Activity recovery in large hot volumes

With volumes close to those of patient organs such as kidneys or spleen (129 and 521 mL), ARCs were greater than 0.9 and therefore suitable for dosimetry. For smaller volumes, additional partial volume correction is advised.

Patient acquisitions

The RecVis reconstruction shown in Fig. 7 was performed with the parameters recommended by the manufacturer. The HPC option takes account of high-energy photons passing through the collimator; hence, scatter correction is not applied. PSFR option was also applied and has been optimised for visualisation. The acquisition time of a whole-body SPECT scan was reduced by at least half when compared to that of a conventional gamma camera. This is important for patients in pain who may find it difficult to remain still for long periods and where multiple SPECT/CT acquisitions will be performed.
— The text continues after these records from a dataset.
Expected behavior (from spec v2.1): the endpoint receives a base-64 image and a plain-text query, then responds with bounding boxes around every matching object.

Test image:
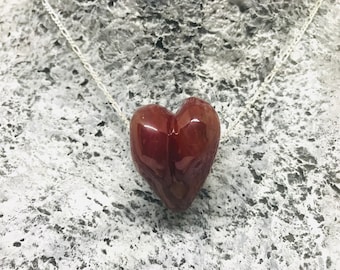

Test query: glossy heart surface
[130,97,220,211]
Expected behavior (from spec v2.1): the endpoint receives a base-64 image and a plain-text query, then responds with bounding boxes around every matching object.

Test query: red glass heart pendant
[130,97,220,211]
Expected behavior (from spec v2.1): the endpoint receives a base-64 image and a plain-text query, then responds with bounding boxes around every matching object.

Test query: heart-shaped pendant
[130,97,220,211]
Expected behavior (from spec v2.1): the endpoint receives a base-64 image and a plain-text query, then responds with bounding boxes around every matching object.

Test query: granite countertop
[0,0,340,269]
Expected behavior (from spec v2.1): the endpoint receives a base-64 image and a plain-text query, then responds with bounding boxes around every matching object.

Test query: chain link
[42,0,324,141]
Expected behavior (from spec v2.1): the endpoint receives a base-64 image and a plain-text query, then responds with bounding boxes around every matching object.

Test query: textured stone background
[0,0,340,269]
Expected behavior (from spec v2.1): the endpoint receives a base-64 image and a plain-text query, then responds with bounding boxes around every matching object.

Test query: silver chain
[42,0,324,141]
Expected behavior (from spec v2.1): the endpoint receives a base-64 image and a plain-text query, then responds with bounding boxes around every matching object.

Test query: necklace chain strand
[42,0,324,141]
[221,0,324,141]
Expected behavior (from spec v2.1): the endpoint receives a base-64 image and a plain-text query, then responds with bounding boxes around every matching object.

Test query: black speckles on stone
[107,0,118,7]
[296,147,317,164]
[275,183,287,198]
[253,152,264,160]
[102,206,111,216]
[133,189,162,205]
[248,165,263,184]
[229,0,252,12]
[80,79,89,86]
[198,188,211,200]
[155,37,169,53]
[287,167,306,185]
[314,214,325,223]
[111,202,136,222]
[94,129,103,137]
[37,207,51,216]
[67,136,78,143]
[283,233,295,243]
[326,256,332,269]
[41,255,57,266]
[13,241,21,247]
[103,238,111,246]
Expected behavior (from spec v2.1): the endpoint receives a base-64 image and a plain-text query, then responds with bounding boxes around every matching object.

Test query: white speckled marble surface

In practice, it is also possible to perform more SPECT/CT acquisitions in one day. In our institution, more than 60 patients have already been imaged with this camera for monitoring their treatment. The latest version of VERITON (400 series) allows acquisitions of higher energy photons (up to 400 keV) and thus, the ability to use the peak at 208 keV of 177Lu.

Conclusion

We evaluated the quantitative performance of VERITON for 177Lu treatments and proposed a set of recommended reconstruction parameters for quantification purposes called RecQuant. We advocate the use of two sets of reconstruction parameters: one for quantification and one for visualisation with the same acquisition parameters. For quantification, CT-based attenuation correction, scatter correction, 12 iterations, 8 subsets and no filter provided the best compromise between ARC and RMS values. For large volumes such as kidneys, ARCs were in the order of 0.91. In this work, the VERITON 200 series system with SW version 2.3.0.1234 was used. The reconstruction software is still evolving and additional improvements are expected in future versions. While the system is limited to 113 keV detection for 177Lu, the ARC obtained with RecQuant demonstrates that it can be used for 177Lu dosimetry purpose. The acquisition time for a whole-body image of about 1.8 m length is around 25 min, which is about three times faster than with conventional dual-head cameras.